Hoje
foi dia de arrumar o quarto. Tava uma bagunça feia, você nem imagina. Ou
imagina, não sei. Esse é o tipo de tarefa que todas as pessoas do mundo devem
detestar. Às vezes é na desordem que nos encontramos, no meio de papéis,
livros, roupas e coisas que a gente nem imaginava que ainda existiam, coisas
que já deveriam ter sido jogadas no lixo faz tempo, como aquele rascunho de
poema que ficou parado lá pelo terceiro verso ou uma caneta sem tinta que agora
só serve de enfeite. Os perfeccionistas que me perdoem, mas eu gosto mesmo é da
confusão.
O
engraçado é que acabei encontrando uma caixinha velha repleta de cartas e
documentos secretos da minha infância, coisas que eu escondia debaixo da cama
na esperança de que ninguém nunca encontrasse. Documentos sigilosos, como
aquele depoimento que nunca foi lido pelo destinatário. Cartas de amor e poemas
abstratos, rimando amor com calor, paixão com ilusão e outros pequenos
experimentos literários. Encontrei uma cápsula do tempo!
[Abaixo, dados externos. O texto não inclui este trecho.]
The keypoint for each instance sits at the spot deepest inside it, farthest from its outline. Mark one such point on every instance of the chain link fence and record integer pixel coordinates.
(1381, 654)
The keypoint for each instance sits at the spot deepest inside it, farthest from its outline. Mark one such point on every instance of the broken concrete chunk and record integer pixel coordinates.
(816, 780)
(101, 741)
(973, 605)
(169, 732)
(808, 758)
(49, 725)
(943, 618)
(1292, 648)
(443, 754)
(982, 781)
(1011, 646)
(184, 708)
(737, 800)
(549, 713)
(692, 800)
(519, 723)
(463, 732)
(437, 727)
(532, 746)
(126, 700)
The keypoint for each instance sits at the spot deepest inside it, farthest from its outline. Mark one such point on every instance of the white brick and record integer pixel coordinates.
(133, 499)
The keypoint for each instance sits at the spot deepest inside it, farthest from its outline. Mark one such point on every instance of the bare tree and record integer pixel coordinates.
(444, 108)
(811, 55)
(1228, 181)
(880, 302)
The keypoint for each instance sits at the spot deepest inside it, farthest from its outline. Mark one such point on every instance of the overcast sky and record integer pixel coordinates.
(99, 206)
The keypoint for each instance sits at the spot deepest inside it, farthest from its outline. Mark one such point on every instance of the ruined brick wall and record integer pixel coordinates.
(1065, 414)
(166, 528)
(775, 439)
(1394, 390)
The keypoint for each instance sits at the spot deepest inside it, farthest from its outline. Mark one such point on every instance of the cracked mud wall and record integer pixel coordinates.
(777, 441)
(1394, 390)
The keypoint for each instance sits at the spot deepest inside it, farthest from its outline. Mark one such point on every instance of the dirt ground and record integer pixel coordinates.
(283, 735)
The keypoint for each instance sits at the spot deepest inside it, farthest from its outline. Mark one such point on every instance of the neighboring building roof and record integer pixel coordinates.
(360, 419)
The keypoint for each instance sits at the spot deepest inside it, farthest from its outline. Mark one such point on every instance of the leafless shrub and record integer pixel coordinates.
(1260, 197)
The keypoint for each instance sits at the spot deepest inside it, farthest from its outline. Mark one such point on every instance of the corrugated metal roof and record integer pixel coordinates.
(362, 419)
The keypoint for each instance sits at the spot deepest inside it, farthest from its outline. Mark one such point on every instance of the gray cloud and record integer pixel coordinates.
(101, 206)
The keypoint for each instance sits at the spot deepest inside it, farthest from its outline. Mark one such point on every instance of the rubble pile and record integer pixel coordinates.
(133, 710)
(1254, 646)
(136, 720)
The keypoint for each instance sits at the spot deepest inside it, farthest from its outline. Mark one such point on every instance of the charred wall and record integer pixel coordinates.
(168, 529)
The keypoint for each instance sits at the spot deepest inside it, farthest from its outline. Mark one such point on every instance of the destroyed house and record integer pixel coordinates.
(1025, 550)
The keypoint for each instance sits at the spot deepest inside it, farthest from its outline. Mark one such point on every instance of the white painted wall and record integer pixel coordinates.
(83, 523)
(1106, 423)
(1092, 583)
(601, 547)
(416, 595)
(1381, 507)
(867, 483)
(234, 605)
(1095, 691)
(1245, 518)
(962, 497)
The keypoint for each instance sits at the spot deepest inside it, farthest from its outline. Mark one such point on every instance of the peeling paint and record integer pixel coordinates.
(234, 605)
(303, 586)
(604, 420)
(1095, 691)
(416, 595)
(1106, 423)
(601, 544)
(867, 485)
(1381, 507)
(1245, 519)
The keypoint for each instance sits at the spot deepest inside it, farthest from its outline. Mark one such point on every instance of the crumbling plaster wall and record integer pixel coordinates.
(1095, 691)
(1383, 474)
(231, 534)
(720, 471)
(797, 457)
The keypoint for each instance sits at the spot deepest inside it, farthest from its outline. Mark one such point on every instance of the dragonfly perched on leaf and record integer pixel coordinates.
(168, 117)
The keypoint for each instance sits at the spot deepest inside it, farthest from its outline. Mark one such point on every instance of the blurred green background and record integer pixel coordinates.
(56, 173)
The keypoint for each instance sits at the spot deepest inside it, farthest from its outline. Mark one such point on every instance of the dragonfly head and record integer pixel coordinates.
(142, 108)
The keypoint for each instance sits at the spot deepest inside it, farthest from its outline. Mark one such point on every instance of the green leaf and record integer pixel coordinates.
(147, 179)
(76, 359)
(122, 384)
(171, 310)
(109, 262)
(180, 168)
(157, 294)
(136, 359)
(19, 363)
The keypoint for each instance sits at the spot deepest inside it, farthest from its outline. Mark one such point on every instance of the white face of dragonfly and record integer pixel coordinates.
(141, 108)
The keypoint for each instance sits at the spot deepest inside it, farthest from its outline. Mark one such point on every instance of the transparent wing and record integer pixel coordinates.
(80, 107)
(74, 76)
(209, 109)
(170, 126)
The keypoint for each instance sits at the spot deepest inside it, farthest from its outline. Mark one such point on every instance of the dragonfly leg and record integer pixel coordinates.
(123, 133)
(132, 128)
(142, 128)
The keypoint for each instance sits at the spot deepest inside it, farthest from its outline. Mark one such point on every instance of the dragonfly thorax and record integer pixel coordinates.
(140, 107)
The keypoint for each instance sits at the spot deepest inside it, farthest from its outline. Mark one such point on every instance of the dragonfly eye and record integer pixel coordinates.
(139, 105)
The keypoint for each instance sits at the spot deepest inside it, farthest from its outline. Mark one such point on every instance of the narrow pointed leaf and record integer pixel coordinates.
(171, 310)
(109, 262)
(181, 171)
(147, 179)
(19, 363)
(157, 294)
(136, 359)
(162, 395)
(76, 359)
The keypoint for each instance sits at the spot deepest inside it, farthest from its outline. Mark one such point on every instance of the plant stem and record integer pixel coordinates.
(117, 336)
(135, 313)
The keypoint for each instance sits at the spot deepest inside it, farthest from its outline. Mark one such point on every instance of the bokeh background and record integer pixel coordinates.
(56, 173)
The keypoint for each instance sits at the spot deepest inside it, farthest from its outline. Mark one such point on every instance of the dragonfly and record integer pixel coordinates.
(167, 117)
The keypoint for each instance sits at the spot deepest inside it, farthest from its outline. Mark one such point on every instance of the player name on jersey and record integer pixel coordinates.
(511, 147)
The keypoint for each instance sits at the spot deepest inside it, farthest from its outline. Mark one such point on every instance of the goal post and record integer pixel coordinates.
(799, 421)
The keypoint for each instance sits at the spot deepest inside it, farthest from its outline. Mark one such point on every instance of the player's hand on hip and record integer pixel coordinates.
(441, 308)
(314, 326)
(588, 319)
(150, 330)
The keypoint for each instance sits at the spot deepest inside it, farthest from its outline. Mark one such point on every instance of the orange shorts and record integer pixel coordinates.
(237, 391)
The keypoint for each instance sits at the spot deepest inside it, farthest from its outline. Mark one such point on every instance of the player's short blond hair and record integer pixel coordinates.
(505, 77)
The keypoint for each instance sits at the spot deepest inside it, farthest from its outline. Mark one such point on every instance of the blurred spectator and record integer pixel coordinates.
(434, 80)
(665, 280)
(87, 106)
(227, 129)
Meus sentimentos mais
profundos, esquecidos numa caixinha empoeirada.
E
como eu era apaixonado naquela época! Quem escreveu aquelas cartas estava
morrendo de amores, dá para ver isso nas linhas tortas, nas palavras doces e na
completa falta de medo de dizer a verdade. “Eu
te amo” repetidas vezes. Juro que amei, mas até então não me lembrava. Foi
preciso reler para redescobrir o significado do amor. De repente a tarefa de
arrumar o quarto pareceu um pouco menos inconveniente.
Talvez
seja preciso arrumar também o coração, ver se tudo continua funcionando. Afinal
de contas, guardamos muitas coisas que são exatamente como aquela caneta sem
tinta, só servem de enfeite. Mas outras – essas sim, importantes – devem ser
tiradas de dentro da caixinha empoeirada e colocadas em um lugar de fácil
acesso, para que sempre lembremos de quem verdadeiramente somos.